17 minutes
An Introduction to the bpftool
Introduction
In this post, we will learn about a useful tool called the bpftool which is a command-line utility in Linux for interacting with eBPF programs and maps. It allows you to perform various operations such as loading and attaching programs, manipulating maps, and retrieving information about eBPF objects.
I highly recommend reading this post first, which explains the details discussed here, since this post is intended to serve as more of a cheat sheet rather than a very detailed one, in hopes that you can find most of the commands you need without searching all over the internet.
I will provide a sample output of the commands run in this post to accommodate to people who cannot replicate these to get a sense of them, nonetheless.
Let’s dig in.
The bpftool
The bpftool
can be utilized in various ways. Here are some common use cases of it:
-
Listing BPF Programs and Maps: View a list of loaded eBPF programs and maps on your system. It provides information such as program IDs, names, types, and associated maps.
-
Loading and Unloading BPF Programs: Allows you to load eBPF programs into the kernel. You can specify the program type, BPF bytecode, and associated maps. It also provides options to unload and detach programs from the kernel.
-
Inspecting BPF Objects: Provides detailed information about eBPF programs, maps, and other BPF objects. It allows you to retrieve attributes, statistics, and configuration parameters of these objects.
-
Managing BPF Maps: Provides functionality to create, update, and delete eBPF maps. You can specify the map type, key size, value size, and other relevant parameters while creating or modifying a map.
-
Debugging and Tracing: Offers features for debugging and tracing eBPF programs. It enables you to attach to BPF programs and monitor their execution, i.e. printing debug output and tracing events.
For more information, you can always refer to bpftool
’s documentation or run man bpftool in your terminal.
Installation
There are two ways to install the bpftool; the painful way and the proper way.
The Painful Way
bpftool is apt
-installable and comes with linux-tools-generic-$(uname -r)
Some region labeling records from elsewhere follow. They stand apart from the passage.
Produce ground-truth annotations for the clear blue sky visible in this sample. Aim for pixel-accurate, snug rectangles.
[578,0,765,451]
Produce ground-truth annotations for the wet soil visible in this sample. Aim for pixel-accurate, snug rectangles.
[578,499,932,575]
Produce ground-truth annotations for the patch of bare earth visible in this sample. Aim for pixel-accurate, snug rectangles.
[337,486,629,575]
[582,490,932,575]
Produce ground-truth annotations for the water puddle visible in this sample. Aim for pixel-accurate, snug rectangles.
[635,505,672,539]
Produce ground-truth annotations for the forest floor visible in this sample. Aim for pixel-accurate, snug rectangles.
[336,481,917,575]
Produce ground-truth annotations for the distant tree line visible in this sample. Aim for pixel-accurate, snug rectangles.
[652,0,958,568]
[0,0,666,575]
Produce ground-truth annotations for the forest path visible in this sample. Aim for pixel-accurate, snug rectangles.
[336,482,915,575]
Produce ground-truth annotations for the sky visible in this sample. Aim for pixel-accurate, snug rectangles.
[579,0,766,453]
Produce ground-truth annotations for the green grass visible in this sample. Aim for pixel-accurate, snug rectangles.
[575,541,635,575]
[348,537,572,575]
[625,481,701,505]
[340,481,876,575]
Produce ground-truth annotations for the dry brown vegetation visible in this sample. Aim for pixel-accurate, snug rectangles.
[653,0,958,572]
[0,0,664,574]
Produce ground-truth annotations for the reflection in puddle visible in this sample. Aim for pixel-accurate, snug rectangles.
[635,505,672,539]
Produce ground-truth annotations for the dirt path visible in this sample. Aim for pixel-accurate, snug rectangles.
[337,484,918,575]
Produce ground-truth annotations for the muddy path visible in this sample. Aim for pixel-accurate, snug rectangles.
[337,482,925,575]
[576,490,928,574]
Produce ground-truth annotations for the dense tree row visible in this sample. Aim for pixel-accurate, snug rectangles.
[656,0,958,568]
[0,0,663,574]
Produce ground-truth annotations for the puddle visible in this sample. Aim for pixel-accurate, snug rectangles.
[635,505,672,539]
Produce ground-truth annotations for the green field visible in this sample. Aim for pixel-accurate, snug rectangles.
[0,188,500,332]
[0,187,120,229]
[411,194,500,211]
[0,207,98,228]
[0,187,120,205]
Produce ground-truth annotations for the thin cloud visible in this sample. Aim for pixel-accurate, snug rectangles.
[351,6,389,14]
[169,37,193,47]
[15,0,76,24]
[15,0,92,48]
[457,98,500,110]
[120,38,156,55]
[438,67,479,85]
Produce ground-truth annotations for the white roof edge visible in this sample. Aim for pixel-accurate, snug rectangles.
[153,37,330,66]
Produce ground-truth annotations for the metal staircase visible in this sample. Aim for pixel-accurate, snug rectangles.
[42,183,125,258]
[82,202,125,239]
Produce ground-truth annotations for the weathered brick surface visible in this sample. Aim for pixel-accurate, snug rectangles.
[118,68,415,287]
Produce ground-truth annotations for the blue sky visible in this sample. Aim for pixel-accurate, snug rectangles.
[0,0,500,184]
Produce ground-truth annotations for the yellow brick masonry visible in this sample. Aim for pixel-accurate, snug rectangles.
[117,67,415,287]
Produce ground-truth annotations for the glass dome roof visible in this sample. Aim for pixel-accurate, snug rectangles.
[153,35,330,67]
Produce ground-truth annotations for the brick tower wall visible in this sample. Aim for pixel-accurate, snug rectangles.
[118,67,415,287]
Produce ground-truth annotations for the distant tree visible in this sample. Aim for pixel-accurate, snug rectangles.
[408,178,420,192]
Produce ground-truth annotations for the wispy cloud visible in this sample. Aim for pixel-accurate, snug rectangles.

and linux-cloud-tools-$(uname -r)
specific to the kernel you are running, but after each kernel upgrade, you will see these errors:
> bpftool -V
WARNING: bpftool not found for kernel 5.15.0-88
You may need to install the following packages for this specific kernel:
linux-tools-5.15.0-88-generic
linux-cloud-tools-5.15.0-88-generic
You may also want to install one of the following packages to keep up to date:
linux-tools-generic
linux-cloud-tools-generic
So, you have to keep removing and installing the linux-tools-generic-*
and linux-cloud-tools-*
packages.
Another problem with this method is that it installs very old versions of the bpftool
that lack a lot of features.
The Proper Way
The proper way of installing it is to compile it from source.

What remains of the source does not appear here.